Rainforest Trust only needs to raise the last one-third of funding to support the purchase of 596 acres as a first-of-its kind project in Brazil’s unique Cerrado habitat!
As a major tributary of the Amazon, Brazil’s Araguaia River traverses one of the most unique landscapes of the world. It literally divides two biomes: Amazon flooded forest on one side and the Cerrado, or tropical savannah, on the other. At the convergence of this ecotone, Rainforest Trust is helping its local partner Instituto Araguaia 593 acres of pristine Cerrado that backs up to the river and connects with protected areas of the flooded forest, including Cantão State Park, where Instituto Araguaia operates.

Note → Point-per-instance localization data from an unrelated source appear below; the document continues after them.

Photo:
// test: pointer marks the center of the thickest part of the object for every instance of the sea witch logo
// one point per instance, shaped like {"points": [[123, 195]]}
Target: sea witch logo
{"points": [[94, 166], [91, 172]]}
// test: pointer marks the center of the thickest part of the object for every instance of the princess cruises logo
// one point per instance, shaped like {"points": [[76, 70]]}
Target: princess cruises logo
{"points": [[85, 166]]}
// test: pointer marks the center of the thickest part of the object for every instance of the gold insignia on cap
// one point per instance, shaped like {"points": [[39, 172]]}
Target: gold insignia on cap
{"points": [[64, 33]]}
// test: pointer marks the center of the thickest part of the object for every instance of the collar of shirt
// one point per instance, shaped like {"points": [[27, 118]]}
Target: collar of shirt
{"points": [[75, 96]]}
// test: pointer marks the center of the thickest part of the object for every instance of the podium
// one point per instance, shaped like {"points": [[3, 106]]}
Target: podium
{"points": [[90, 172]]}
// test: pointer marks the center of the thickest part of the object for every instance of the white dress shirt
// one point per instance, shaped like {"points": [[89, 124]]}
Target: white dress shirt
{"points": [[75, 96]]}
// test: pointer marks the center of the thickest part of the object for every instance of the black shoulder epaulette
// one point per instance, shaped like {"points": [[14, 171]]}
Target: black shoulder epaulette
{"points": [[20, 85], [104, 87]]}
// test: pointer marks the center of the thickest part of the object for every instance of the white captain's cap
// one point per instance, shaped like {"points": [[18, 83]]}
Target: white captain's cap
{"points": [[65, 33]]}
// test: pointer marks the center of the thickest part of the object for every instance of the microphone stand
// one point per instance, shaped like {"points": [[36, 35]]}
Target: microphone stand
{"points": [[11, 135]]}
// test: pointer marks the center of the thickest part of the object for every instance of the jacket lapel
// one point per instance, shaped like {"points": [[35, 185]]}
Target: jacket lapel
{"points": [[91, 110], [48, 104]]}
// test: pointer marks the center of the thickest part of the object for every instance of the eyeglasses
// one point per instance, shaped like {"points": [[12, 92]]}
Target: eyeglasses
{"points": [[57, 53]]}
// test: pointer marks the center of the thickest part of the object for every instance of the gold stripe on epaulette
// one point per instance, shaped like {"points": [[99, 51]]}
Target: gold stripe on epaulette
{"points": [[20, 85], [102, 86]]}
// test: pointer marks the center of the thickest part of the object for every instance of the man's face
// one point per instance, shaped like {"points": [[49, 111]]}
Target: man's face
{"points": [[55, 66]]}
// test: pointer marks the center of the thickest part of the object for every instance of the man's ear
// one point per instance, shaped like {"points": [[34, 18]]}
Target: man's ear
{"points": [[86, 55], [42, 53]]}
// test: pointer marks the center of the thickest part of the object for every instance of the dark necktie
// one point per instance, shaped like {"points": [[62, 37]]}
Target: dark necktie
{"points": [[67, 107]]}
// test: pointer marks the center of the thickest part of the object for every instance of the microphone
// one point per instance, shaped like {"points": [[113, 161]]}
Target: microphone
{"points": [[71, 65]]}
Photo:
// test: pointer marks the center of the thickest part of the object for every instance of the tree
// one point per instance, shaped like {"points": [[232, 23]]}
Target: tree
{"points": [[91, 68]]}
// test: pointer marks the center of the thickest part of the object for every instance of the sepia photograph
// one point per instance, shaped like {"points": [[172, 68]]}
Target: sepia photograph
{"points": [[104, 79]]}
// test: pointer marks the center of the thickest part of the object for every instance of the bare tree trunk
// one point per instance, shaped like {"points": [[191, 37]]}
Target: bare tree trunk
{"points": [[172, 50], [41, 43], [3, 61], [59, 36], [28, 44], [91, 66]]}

“Every single protected area in the Cerrado is [in the rocky uplands]. There is no protection in the lowlands because of agricultural development potential,” Co-founder of Instituto Araguaia George Georgiadis said in a presentation at Rainforest Trust headquarters.

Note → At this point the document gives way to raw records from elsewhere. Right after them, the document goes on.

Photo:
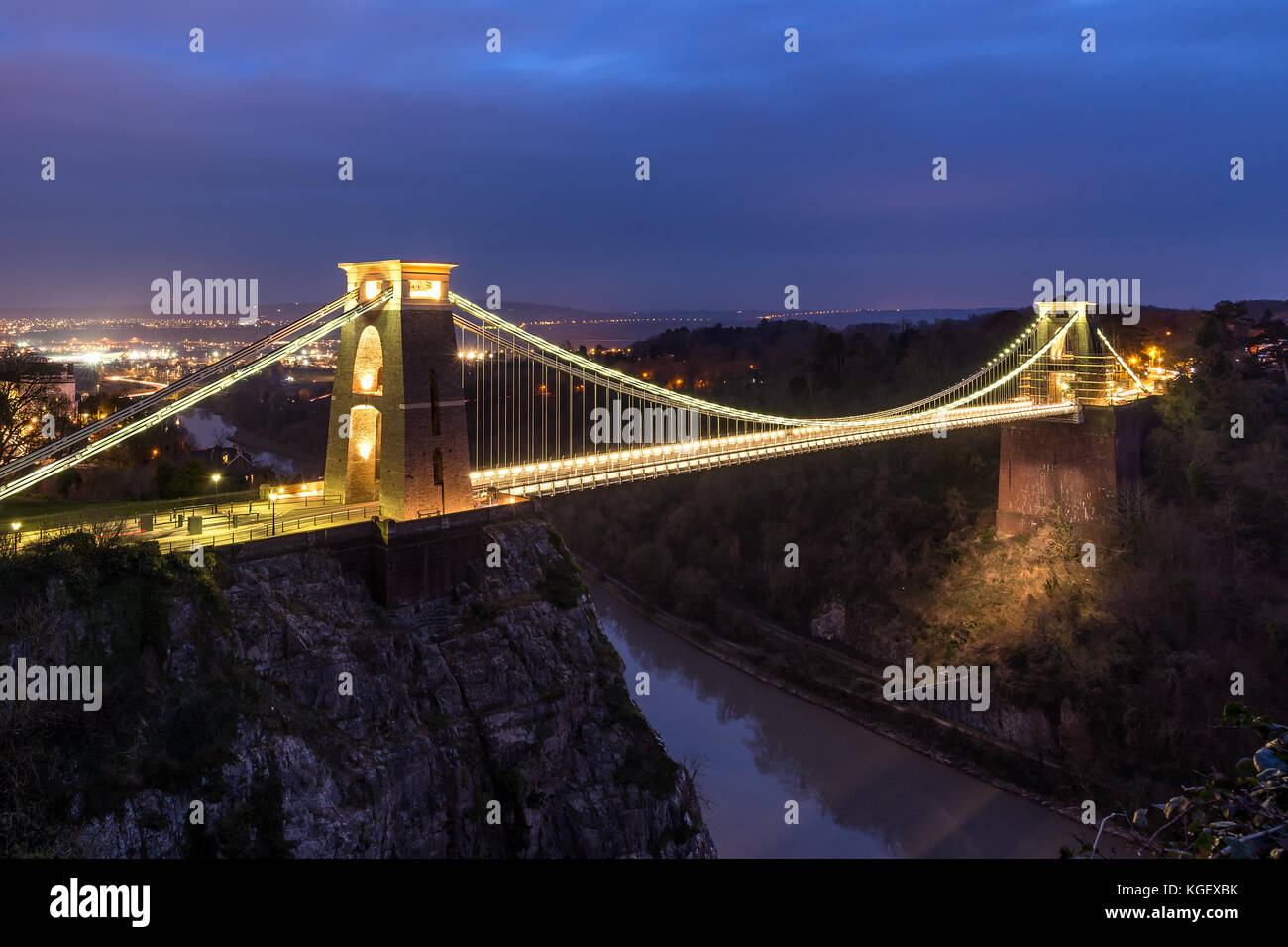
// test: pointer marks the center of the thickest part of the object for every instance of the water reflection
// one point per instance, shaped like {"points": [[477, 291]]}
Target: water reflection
{"points": [[859, 793]]}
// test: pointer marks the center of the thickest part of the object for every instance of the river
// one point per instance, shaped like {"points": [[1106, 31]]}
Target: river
{"points": [[858, 792]]}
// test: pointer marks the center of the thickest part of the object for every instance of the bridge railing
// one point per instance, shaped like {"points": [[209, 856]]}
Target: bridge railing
{"points": [[128, 518], [269, 530]]}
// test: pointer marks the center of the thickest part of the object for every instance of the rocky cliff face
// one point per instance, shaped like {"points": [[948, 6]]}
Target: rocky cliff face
{"points": [[309, 722]]}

Despite the uniqueness of this region, the Cerrado is the most threatened habitat in Brazil. Recognizing this, Rainforest Trust encouraged its partner to explore how this habitat is crucial for the survival of threatened species. Luckily, Ornithologist Tulio Dornas felt confident that the soon-to-be purchased parcel would be home to the rare Endangered Kaempfer’s Woodpecker, which was once thought extinct.
Dornas found several pairs of Kaempfer’s Woodpeckers in bamboo stands on the property, demonstrating its critical importance as a protected area for a rare species dependent on a highly specific habitat. But the property has other conservation benefits as well, including being an important habitat for the Endangered Giant Otter, who has a den along the property’s riverbank; limited to no logging, an impressive feat considering the amount of hardwoods there; and a wildlife corridor for passage between the flooded forest and the Cerrado.
Unfortunately, these ecological benefits are often outweighed by agricultural pursuits, as the land is very valuable to farmers. It is possible to etch out three crops a year (two soybean and one corn) in some areas of the Cerrado with help from irrigation, making it one of the highest yielding biomes of the world for this profitable crop. Which is exactly why it is also the most threatened habitat in Brazil, even more than the Amazon rainforest. As the second largest habitat of Brazil, taking up 21 percent of the land, nearly 80 percent of it has been destroyed for agricultural developments. However, it gets little conservation attention, despite its uniqueness and importance, with approximately only 2 percent protected.
“We decided to focus our efforts as conservationists as preventative, before soy sweeps through the region like a hurricane,” Silvana Campello, Co-founder of Instituto Araguaia, said in the presentation.
Soy production is the number one agricultural product from the region. Not only do soy producers deforest and burn the Cerrado, but they also use immense amounts of a pesticide that further destroys the land and pollutes the waterways, Campello said. Understanding how these behaviors could have serious impacts on the Cantão State Park, Instituto Araguaia with the help of Rainforest Trust decided to create a secure conservation corridor around the park that could help safeguard the protected area.
Using satellite imaging to determine where the most pristine swaths of Cerrado remain, Instituto Araguaia aspires to establish a corridor of protection. Hoping to convince private landowners that “conservation is good and necessary, and important for issues like climate change,” Campello said they are spreading the word about the benefits of setting up private reserves. In addition to the clear benefits to wildlife, in Brazil, private reserves are treated much like parks, and provide tax benefits for the landowner as well. Since private reserves are irreversible in perpetuity by federal law, they want this new protected area to be
“a seed to persuade as many people as we can to set up private reserves,” Georgiadis said.